The intensity of Earth’s geomagnetic field has been dropping for the
past 200 years, at a rate that some scientists suspect may cause the
field to bottom out in 2,000 years, temporarily leaving the planet
unprotected against damaging charged particles from the sun. This drop
in intensity is associated with periodic geomagnetic field reversals, in
which the Earth’s North and South magnetic poles flip polarity, and it
could last for several thousand years before returning to a stable,
shielding intensity.
With a weakened geomagnetic field, increased
solar radiation might damage electronics — from individual pacemakers to
entire power grids — and could induce genetic mutations.

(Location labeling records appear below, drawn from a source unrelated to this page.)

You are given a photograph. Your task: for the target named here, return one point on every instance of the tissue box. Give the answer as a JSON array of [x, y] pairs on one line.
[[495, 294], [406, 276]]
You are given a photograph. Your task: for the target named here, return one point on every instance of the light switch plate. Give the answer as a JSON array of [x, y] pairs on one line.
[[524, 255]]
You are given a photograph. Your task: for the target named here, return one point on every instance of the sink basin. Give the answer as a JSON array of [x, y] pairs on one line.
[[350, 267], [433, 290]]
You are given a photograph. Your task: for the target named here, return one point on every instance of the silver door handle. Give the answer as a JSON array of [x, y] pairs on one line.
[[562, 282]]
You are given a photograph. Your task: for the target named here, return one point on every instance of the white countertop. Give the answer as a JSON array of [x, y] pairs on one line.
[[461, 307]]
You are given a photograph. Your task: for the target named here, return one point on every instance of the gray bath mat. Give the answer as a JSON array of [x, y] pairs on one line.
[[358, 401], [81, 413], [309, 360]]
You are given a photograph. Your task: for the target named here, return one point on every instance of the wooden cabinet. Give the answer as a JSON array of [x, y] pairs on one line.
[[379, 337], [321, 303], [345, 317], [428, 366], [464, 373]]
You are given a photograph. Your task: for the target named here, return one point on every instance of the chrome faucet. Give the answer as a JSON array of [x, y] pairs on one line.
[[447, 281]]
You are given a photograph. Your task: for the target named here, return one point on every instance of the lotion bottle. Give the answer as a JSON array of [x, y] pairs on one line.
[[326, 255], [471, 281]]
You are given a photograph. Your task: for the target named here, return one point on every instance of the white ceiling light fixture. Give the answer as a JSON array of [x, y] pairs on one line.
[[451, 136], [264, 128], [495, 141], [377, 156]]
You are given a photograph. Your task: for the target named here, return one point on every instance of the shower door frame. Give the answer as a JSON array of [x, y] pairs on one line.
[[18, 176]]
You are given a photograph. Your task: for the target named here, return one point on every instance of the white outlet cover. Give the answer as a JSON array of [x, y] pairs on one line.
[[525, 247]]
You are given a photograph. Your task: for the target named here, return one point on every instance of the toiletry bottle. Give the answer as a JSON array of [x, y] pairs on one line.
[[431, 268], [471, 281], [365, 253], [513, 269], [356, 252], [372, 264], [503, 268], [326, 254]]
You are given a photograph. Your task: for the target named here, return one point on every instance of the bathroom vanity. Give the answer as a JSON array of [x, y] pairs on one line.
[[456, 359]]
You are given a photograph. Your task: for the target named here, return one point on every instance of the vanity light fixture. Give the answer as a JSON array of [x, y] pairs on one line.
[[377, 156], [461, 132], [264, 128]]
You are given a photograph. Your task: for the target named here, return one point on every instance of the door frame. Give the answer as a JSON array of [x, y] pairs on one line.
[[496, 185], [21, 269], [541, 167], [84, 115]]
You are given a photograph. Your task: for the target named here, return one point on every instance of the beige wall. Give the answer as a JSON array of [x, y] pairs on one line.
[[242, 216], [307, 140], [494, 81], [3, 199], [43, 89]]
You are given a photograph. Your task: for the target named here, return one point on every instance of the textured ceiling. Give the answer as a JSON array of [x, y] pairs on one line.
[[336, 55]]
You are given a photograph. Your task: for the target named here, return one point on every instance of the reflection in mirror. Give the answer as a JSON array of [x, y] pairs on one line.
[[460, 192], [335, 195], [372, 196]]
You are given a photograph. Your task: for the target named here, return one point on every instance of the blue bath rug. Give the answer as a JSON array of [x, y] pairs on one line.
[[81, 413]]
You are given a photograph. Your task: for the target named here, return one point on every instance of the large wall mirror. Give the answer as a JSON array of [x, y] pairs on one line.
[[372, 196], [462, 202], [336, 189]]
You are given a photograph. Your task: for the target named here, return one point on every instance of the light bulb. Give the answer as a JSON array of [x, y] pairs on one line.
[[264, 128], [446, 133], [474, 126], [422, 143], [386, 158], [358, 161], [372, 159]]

A reversal may
also affect the navigation of animals that use Earth’s magnetic field
as an internal compass.
But according to a new MIT study in the Proceedings of the National Academy of Sciences,
the geomagnetic field is not in danger of flipping anytime soon: The
researchers calculated Earth’s average, stable field intensity over the
last 5 million years, and found that today’s intensity is about twice
that of the historical average.
This indicates that the current
field intensity has a long way to fall before reaching an unstable level
that would lead to a reversal.
“It makes a huge difference,
knowing if today’s field is a long-term average or is way above the
long-term average,” says lead author Huapei Wang, a postdoc in MIT’s
Department of Earth, Atmospheric and Planetary Sciences. “Now we know we
are way above the unstable zone. Even if the [field intensity] is
dropping, we still have a long buffer that we can comfortably rely on.”